1. Section 2(1) of the AEVA introduces a new cause of action, consisting of a form of strict liability on the insurer of an AV for any ‘damage’ resulting from a collision caused by an AV driving itself.

2. Section 5(1) of the AEVA would then allow that insurer, once they have settled the injured party’s claim under Section 2(1) (whether by judgment or agreement), to bring a separate product liability claim against any party the injured party could have sued directly.

The insurer’s product liability claim could be brought against not only AV manufacturers but also dealerships and vehicle importers, based on their liability in tort, for breach of contract and under the Consumer Protection Act 1987.

I also noted several potential hurdles insurers might encounter when grappling with the UK’s current product liability regime, particularly given the recognition (including by the OPSS) that the regime is not best equipped to deal with emerging technologies, particularly the introduction of products with increasing integration of software and connectivity. By way of example:

1. In some circumstances, the insurer may want to consider a claim against the producer of the software (or AI) which was “driving” the AV rather than the AV manufacturer; but may not be able to do so because traditionally the UK courts have been slow to recognise that software on its own constitutes a product (see St Albans City and District Council v International Computers Ltd [1996] 4 All ER 481) – so the supplier of software (on its own) may not be subject to the same requirements as a supplier of tangible products.

2. Traditionally in a product liability claim the safety of a product is assessed at the point it is placed on the market. If it was safe when it was first supplied, then the claim will fail. But AVs and other modern, connected products can change over time, including via frequent (sometimes safety critical) software updates or through AI machine learning. If an AV is safe at the date of supply but becomes unsafe later then this may hinder a claim against its manufacturer.

3. Manufacturers will have control of a large amount of data arising from an AV collision relating not only to what was recorded during the accident but also to the decision making of the AV’s software. And we know from experience that manufacturers can be reluctant to disclose such data (or assist in its recovery) unless forced to do so and this is only likely to be exacerbated where disclosure would reveal trade secrets, particularly those relating to the workings of its own proprietary software.

4. Even where insurers have access to data (perhaps by downloading it directly from the AV), it may be difficult for insurers to usefully rely on it, particularly where (for example):

a) The data can only be interpreted by the manufacturer.

b) The decision making undertaken by the software or AI can only be explained by its developer.

c) The decision making undertaken by the software or AI cannot be explained at all, because of its opaque nature or because it has effectively programmed itself.

5. In circumstances where an update to the software in an AV introduces a flaw which causes an accident, it’s not clear whether limitation would run from the date the vehicle and its software were first supplied or from the date of the software update. The Consumer Rights Act 2015 suggests it is the earlier date, but that would bar claims where a defective update is made after the expiry of a limitation period.

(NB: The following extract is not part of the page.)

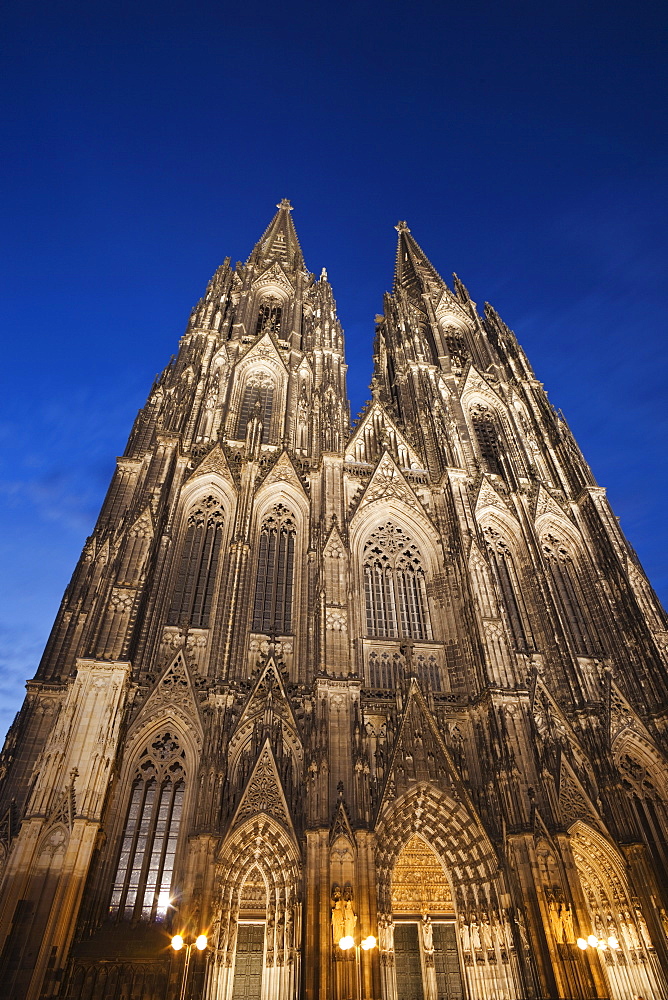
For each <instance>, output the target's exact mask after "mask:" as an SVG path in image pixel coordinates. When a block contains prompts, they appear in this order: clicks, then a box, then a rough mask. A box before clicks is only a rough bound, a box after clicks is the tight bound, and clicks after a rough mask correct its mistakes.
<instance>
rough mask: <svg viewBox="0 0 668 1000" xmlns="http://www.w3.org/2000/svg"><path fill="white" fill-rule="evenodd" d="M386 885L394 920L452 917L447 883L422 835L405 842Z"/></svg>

The revised PLD and how this would impact on AV claims, if adopted in the UK

With the above in mind, it’s hard not to see the significant impact the EC’s revised PLD could have on AV claims and the potential benefits to insurers.

I have set out some of the main changes in the revised PLD, and their potential impact, below.

Software is a product

In Article 4, the revised PLD would resolve a decades-old debate concerning whether software is a product by defining the term ‘Product’ to include software.

In the context of an AV claim, this could make it easier for insurers to pursue, say, a software developer which had supplied software to an AV manufacturer which had then caused an accident since there would be no ambiguity as to whether the software was a product or not.

Expanding the definition of defect

In Article 6, the revised PLD expands on the factors a court can take into account when considering whether a product is defective including by referring to:

  • “the effect on the product of any ability to continue to learn after deployment”.
  • “the effect on the product of other products that can reasonably be expected to be used together with the product”.

Here the revised PLD appears to confirm that for software in an AV a court should not just consider its starting functionality but also its ability to learn and change, and the scope for it to change in dangerous ways, as well as its ability to connect and interact with other products such as phones and other vehicles and the safety implications of this.

Expanding on when safety is assessed

The revised PLD also appears to confirm in Article 6(1)(e) that the assessment of safety is not limited to the point the AV was placed on the market by providing that courts should take into account “the moment in time when the product was placed on the market or put into service or, where the manufacturer retains control over the product after that moment, the moment in time when the product left the control of the manufacturer”.

Then at Article 10, whilst it remains a defence for a defendant to say the defect did not exist at the time the product was placed on the market, it can only rely on this defence if it can show the product was no longer in its control and the defect is not due to a software update or upgrade or lack of software update or upgrade.

The legal implications of changes to the AV over time

On the subject of products changing over time (through software updates and machine learning), the revised PLD deals with this in the following ways:

1. Article 6(2) provides that a product will not be considered defective just because there was a software update or upgrade available which was not applied, but (as above) under Article 10, a manufacturer can be liable where it retains control of a product and a defect is introduced because the product is not updated.

2. Article 7(4) imposes liability on “Any natural or legal person that modifies a product that has already been placed on the market … where the modification is considered substantial” – which is primarily aimed at the circular economy (where products are refurbished and reused) but could (potentially) apply to a third party having substantially modified the software in an AV i.e., an aftermarket software upgrade.

3. Article 14 deals with limitation periods and provides that for the 10-year longstop, time starts to run on the either date the product is placed on the market or the date it is “substantially modified” – which could be taken to include a substantial software update or upgrade, in which case such an update or upgrade would effectively reset the 10-year longstop.


On disclosure, Article 9(2)(a) of the revised PLD provides that “The defectiveness of the product shall be presumed, where … the defendant has failed to comply with an obligation to disclose relevant evidence at its disposal”, thereby effectively reversing the burden of proof where a defendant refuses to fulfil its disclosure obligations.

This could be a powerful tool for insurers where an AV manufacturer refuses to disclose data relating to an accident or its proprietary software. Such manufacturers could face a stark (but relatively straightforward) choice between revealing their data (and intellectual property) or conceding liability.

Reversal of the burden of proof

Similarly, Article 9(4) provides that where a claimant “faces excessive difficulties, due to technical or scientific complexity, to prove the defectiveness of the product or the causal link between its defectiveness and the damage, or both, the defectiveness of the product or causal link between its defectiveness and the damage, or both, shall be presumed”.

Again, this could be a significant boon for insurers pursuing claims relating to AV collisions, particularly where determining liability would involve an assessment of opaque AI systems, which may have developed through machine learning, and complex data which is only capable of being understood with assistance from the manufacturer. In such circumstances, the burden of proof could be reversed in favour of insurers.


Whilst the proposed changes to the PLD are primarily designed to make it more consumer friendly (perhaps even more so than had been expected), we can see the changes could also have a significant impact on claims by insurers against AV manufacturers (where the insurer would essentially be stepping into injured party’s shoes).

It is possible the EC’s consumer friendly approach will make it less likely to be adopted in the UK, where post-Brexit the government may be keen to differentiate itself from its European neighbours by offering greater protection to manufacturers.

But at least in the context of AV claims, insurers may want to consider advocating for similar provisions to be adopted in the UK in the hope of simplifying future product liability claims against AV manufacturers.